In my previous note on Professor Emeritus Richard Crouter's piece in today's Star Trib, I pointed out the morally shocking premise of his argument: that the insurgents blowing up thousands of their fellow countrymen, including children, were only doing what we would do in their place. All the fault lies with us and none with them.
Taking a second glance at it, I notice that it is also logically incoherent. Consider the passage that I quoted below.
If mass killings such as occur daily in Iraq took place in a Western country, and especially if they arose through foreign intervention and an ambition to change our civilization, we also would be radicalized. We, too, would be in the vanguard of a desperate movement to drive the disturbing presence from our midst.
Now consider cause and effect here: what has driven the insurgents into the "vanguard of a desperate movement to drive the disturbing presence from [their] midst"? It is the mass killings that occur daily in Iraq, which arise "through foreign intervention." Now by mass killings daily he surely means the persistent bombings. So the bombings are both the cause and effect of the terrorist campaign. They are blowing up their fellow citizens because they are offended that so many of their fellow citizens are being blown up. That's noxious numbskullery.

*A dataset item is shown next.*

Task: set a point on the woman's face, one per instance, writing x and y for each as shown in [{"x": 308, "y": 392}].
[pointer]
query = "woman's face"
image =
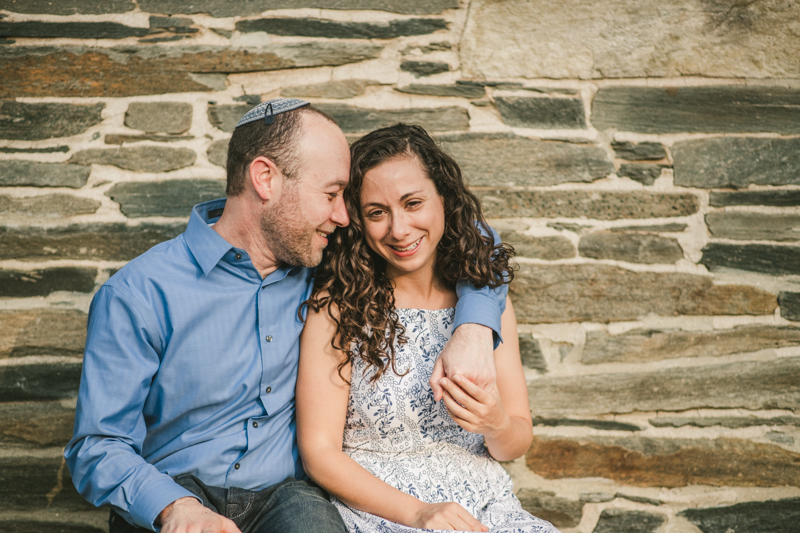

What is astounding about this piece is not that someone wrote it. There are always numb skulls around. But the Star Tribune is an important metropolitan newspaper, and surely a good editor would notice such a piece of self-refuting logic and suggest that it be rewritten. That at least is what happens when my editor at the Aberdeen American News finds a sentence or an argument that she judges to be unclear or misleading. The editors at the St rib, apparently, don't think that such high minded essays as this my Professor Crouter need any corrections.